Sri Lanka Apparel Exporters Association (SLAEA) Chairman Rehan Lakhany shared that PPE, which are also in short supply, are currently being produced under the helpful organisation of the Viyathmaga team. In this effort, the SLAEA hopes to produce a total of two million community masks and over 300,000 have already been handed over to the SPC.
The fabric to produce the mask has been donated by Teejay Lanka PLC, a local knitted fabric manufacturer, while the high-density polyethylene (HDPE) to produce coverall protective suits was donated by PolyPak Secco Ltd., a Sri Lankan plastic products manufacturer.
Lakhany stated that 14 factories including Original Apparel (Pvt.) Ltd., Omega Line Group, and Miami Clothing (Pvt.) Ltd. have been commissioned to produce these masks, adding that the SLAEA is deeply grateful to the apparel industry along with the donors for coming together in these difficult times.
Dr. Gunasena said the masks are three-ply with a thickness of 120 GS and are most effective in preventing the spread of the virus. While surgical masks must be made with non-woven materials, for the purpose of preventing the community spread, the woven materials are more than sufficient.
He further stated that the SPC will be distributing them to government and private organisations and if you wish to receive them, you may contact the SPC. He added that as the masks are reusable, one only needs to rinse it with soap, thoroughly sun-dry, and lightly iron for reuse.
Pvt. companies doing their part
Private apparel companies have been instrumental in providing protective gear for communities.
PolyPak Secco Ltd. Production Manager Herath Bandara stated that they have donated six tonnes of HDPE for the production of protective coveralls for medical professionals.
Teejay Lanka PLC General Manager – European Brands, Corporate Communications, and CFR Samadhi Weerakoon shared that in addition to the company contributing Rs. 20 million worth of fabric for the manufacture of masks, the company has also employed their research and development team to come up with a sustainable solution to provide medical-grade apparel.
Hirdaramani Group Director Siddarth Hirdaramani, speaking to The Sunday Morning Brunch, shared that while they have been working with doctors from the Ministry of Health (original design idea by Dr. Udaya De Silva) to design and develop appropriate protective gear for front line workers since the onset of the virus in Sri Lanka, they have allocated several key factories outside the designated high-risk districts to be modified and upgraded with specific health and safety measures in order to start producing the products.

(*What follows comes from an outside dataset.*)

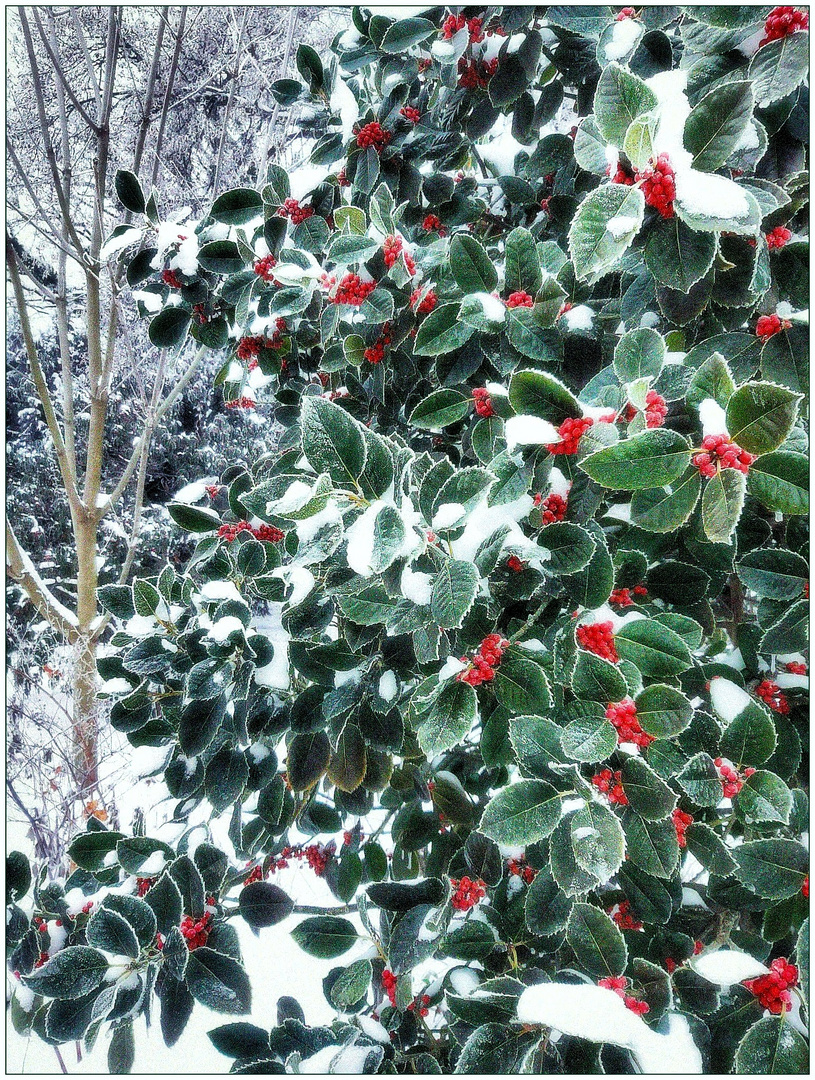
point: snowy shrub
(508, 639)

The group has since re-developed the product for scaled production with the support of the Joint Apparel Association Forum Sri Lanka (JAAFSL). As of now, the group has delivered approximately 1,800 medical coverall gowns to the Ministry of Health and several hospitals across the country, and are continuing production aiming to finish over 7,000 pieces by mid-April.
Furthermore, sharing a somewhat hopeful message, Hirdaramani said: “As long as we can secure the raw materials, we have enough design and technical knowledge to produce good-quality protective gear as required. We believe there will be large demand for these products and we will support them to produce the maximum quantities from our existing facilities.”